He has recorded his own albums in the wake of the original split, but how does Ricky distinguish between a Deacon Blue song and a Ricky Ross solo number? “Weirdly enough, I don’t really know the answer to that, though I think there’s a scale to it,” he says. “What makes it easier is that there are times when you want the bigger canvas – the Deacon Blue canvas – and you’re all thinking about the harmonies, the lovely rich piano and the energy, whereas the things that work for me on my albums I can do on my own.”
He points to another distinctive feature of Deacon Blue’s work. “Our songs are cinematic,” he says. “They’re hugely meaningful songs to me. They always had to be so vital to me, and I really wanted to say things in those songs that I couldn’t say elsewhere. It was important to say those things with Deacon Blue.”
And so such songs as Chocolate Girl, Dignity, Real Gone Kid, Wages Day, Fergus Sings The Blues and Your Town rose to the heights.
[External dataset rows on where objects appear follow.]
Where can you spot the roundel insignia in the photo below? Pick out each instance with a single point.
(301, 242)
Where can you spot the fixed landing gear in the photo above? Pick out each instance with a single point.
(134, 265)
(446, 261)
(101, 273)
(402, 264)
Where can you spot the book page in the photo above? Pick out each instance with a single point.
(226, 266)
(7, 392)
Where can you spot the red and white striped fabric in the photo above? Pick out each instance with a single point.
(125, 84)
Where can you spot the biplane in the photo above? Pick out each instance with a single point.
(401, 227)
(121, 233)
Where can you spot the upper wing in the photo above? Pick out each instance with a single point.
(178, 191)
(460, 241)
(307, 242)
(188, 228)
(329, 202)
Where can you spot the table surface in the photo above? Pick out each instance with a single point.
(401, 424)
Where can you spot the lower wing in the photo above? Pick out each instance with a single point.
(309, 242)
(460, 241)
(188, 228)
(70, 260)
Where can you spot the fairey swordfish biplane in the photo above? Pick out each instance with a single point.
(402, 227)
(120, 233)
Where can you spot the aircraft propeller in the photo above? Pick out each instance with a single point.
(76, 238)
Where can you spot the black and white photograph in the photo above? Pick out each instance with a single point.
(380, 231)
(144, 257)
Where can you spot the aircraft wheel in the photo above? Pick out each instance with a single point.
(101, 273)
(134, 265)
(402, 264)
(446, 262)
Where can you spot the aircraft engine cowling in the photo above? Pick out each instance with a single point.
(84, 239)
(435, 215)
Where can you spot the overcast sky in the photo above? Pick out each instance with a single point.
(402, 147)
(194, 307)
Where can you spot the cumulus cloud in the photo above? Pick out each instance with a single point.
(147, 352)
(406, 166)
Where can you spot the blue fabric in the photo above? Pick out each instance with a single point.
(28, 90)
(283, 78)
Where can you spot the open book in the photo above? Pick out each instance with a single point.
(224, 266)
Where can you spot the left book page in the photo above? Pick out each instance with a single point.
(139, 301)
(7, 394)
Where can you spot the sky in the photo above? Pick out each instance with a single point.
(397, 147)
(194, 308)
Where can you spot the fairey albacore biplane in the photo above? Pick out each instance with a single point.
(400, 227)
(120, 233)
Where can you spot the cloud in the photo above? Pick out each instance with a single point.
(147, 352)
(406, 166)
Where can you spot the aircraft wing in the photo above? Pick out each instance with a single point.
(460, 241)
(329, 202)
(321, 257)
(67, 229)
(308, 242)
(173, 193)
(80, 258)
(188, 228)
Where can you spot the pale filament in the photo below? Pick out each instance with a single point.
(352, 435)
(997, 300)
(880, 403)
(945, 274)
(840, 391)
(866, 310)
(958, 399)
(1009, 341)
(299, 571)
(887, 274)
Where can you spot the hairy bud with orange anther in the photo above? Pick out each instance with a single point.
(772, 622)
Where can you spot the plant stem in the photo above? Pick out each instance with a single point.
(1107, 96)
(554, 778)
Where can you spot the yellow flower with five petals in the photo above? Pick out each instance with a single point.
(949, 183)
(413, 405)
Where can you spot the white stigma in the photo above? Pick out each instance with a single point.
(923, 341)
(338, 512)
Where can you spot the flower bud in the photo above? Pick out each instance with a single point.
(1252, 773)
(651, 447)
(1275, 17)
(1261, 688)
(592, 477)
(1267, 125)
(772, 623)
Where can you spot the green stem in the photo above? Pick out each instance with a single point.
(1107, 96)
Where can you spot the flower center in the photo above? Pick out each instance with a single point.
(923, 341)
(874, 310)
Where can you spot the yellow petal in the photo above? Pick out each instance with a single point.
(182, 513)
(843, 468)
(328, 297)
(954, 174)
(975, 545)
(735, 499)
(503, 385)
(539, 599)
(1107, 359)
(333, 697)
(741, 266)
That’s what marked things out from day one, that vitality, and when we lost that, that’s when we lost our direction,” says Ricky. “But sometimes, when you’re in the middle of it, it’s difficult to decide what makes it good.”
Re-uniting once more is “a lovely chance to be creative again”. “When we come together – York is the first gig – we do really enjoy it and it’s a big change from what we’re doing on our own,” says Ricky.
The new songs will reflect the “fascinating times” in which we live. “A lot of reflection I’ve done for this album was about us a group of people and looking at our life and where we are now…” says Ricky. “But I have to say – just to allay people’s fears! –there won’t be a lot of new material in the show, maybe two or three, but the focus will be on those four or five albums we made, and there’s so much material we want to play.”
• Deacon Blue play Grand Opera House, York, tonight at 8pm. Tickets update: still available at £27.50, but close to selling out. Box office: 0844 871 3024 or grandoperahouseyork.org.uk
Did you know?
Deacon Blue took their name from the title of a 1978 Steely Dan song, Deacon Blues.
Did you know too?
Ricky Ross has a regular country music and Americana show on BBC Radio Scotland.